The English philosopher believed that the human mind is so "littered" with a kind of "idols" that prevent it from perceiving real things, which has brought to the absolute the experience and the direct study of nature. Only this, according to Bacon, can lead to independence and independence of the researcher, as well as to new discoveries. Therefore, experiment-based induction is the only way to the truth. After all, the latter, from the point of view of the thinker, is the daughter of not authorities, but of an era. Bacon was one of the famous theoreticians, from whom the New Age began. The philosophy of his contemporary Descartes was based on other principles. He was a supporter of deduction and reason as a criterion of truth. He agreed that everything should be doubted, but he believed that thinking is the only way to distinguish error from truth. We need only adhere to a clear and definite logical order and move from simple things to more complex ones. But, in addition to these thinkers, this era is interesting by several more names.

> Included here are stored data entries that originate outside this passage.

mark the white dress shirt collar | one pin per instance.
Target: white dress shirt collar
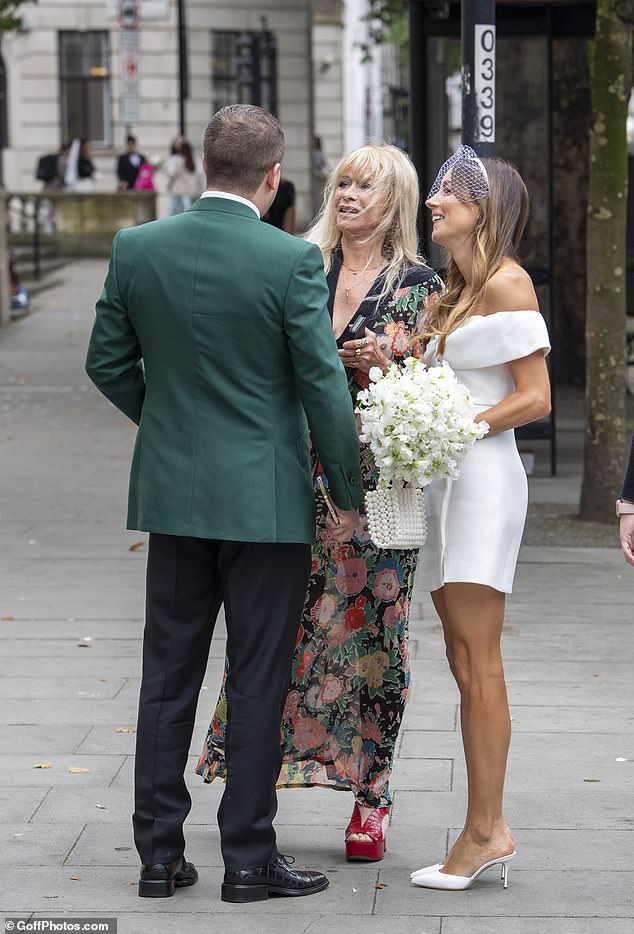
(231, 197)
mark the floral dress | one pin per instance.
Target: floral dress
(350, 675)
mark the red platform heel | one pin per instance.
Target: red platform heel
(370, 850)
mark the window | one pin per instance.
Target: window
(84, 70)
(243, 69)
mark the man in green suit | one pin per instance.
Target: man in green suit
(212, 334)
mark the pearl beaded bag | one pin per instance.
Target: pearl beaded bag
(396, 517)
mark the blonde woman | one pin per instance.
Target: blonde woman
(488, 328)
(350, 676)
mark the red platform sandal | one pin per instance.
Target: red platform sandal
(370, 850)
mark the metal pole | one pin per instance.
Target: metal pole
(183, 71)
(478, 75)
(418, 101)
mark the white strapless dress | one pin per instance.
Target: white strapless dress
(476, 522)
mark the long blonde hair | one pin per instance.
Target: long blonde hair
(498, 230)
(394, 185)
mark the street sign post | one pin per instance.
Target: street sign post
(478, 75)
(129, 57)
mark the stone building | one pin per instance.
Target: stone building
(102, 68)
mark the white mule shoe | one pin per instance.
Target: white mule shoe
(432, 878)
(418, 872)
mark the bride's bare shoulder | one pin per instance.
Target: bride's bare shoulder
(510, 288)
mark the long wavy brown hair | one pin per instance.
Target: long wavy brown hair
(496, 236)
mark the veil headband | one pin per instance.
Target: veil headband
(462, 177)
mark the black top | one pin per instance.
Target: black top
(285, 198)
(628, 484)
(370, 306)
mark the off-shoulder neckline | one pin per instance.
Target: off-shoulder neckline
(516, 311)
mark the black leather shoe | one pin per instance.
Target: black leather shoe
(161, 880)
(255, 885)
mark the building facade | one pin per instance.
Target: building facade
(100, 69)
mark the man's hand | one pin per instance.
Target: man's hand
(626, 532)
(348, 522)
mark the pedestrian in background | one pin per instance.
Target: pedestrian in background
(625, 511)
(184, 180)
(128, 164)
(80, 171)
(51, 168)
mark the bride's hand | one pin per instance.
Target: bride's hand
(363, 353)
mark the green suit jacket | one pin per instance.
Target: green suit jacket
(212, 334)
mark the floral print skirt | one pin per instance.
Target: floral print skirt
(350, 675)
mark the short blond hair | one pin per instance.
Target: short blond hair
(241, 143)
(394, 183)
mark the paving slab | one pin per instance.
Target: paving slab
(40, 740)
(33, 888)
(23, 770)
(591, 809)
(24, 844)
(533, 925)
(530, 894)
(242, 920)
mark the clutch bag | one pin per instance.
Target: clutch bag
(396, 517)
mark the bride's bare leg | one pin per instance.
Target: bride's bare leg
(472, 616)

New time: the philosophy of John Locke

This thinker proposed a compromise between the theories of Descartes and Bacon. He agreed with the latter that the source of ideas can only be experience. But by this term he understood not only external sensations, but also internal reflections. That is, thinking, too. Since man himself is a kind of "clean sheet", on which experience draws certain images, these images, or qualities, can also be sources of knowledge. But you can only talk about the most essential ideas. More complex concepts, such as "God" or "good" are a combination of simple ones. In addition, as the thinker believed, we are so arranged that some of the qualities that we perceive are objective and correspond to reality, while others reflect the specifics of the action of things on the senses and can deceive us.

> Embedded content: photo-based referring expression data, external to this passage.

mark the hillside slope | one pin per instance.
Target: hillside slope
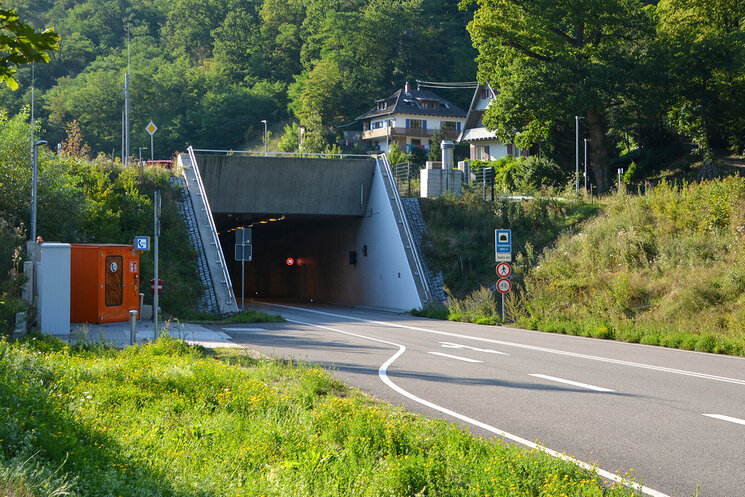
(666, 268)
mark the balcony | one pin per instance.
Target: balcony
(450, 134)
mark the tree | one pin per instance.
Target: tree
(705, 49)
(552, 60)
(21, 44)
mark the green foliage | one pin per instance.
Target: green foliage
(168, 419)
(663, 269)
(289, 140)
(21, 44)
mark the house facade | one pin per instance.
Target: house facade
(409, 118)
(484, 145)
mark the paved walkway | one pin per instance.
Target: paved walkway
(118, 334)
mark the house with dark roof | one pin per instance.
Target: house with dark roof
(484, 144)
(409, 118)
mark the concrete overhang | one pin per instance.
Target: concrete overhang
(253, 188)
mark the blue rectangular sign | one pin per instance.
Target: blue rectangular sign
(503, 241)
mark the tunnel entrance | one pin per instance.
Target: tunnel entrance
(297, 257)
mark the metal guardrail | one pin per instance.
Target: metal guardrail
(282, 154)
(387, 172)
(213, 228)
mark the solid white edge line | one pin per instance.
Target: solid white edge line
(244, 329)
(571, 382)
(722, 417)
(527, 347)
(458, 358)
(383, 374)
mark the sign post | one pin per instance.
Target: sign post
(243, 253)
(151, 128)
(503, 256)
(156, 233)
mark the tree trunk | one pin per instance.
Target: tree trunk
(599, 157)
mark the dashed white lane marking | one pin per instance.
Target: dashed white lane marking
(383, 374)
(726, 418)
(528, 347)
(244, 329)
(458, 358)
(573, 383)
(450, 345)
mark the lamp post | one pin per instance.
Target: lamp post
(586, 140)
(265, 144)
(576, 155)
(34, 181)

New time: the philosophy of David Hume

Another feature of the described time is the emergence of agnosticism and skepticism. Both these trends are associated with David Hume, who preferred to proceed not out of high truths, but out of common sense. "What's the use of talking about Being," he thought, "it's better to think about something practical." Therefore, mathematics is the most reliable knowledge, it can be proved logically. In this idea, as if all the New time was concentrated. Hume's philosophy leads him to the conclusion that all the rest of knowledge, even coming from experience, is only our assumptions, and it can have an exceptionally probabilistic character. All sciences proceed from the premise that any action has a cause, but it is far from always possible to understand it. We can not know for sure whether our knowledge of the universe and its order is true. But some ideas are very useful, because they can be applied in practice.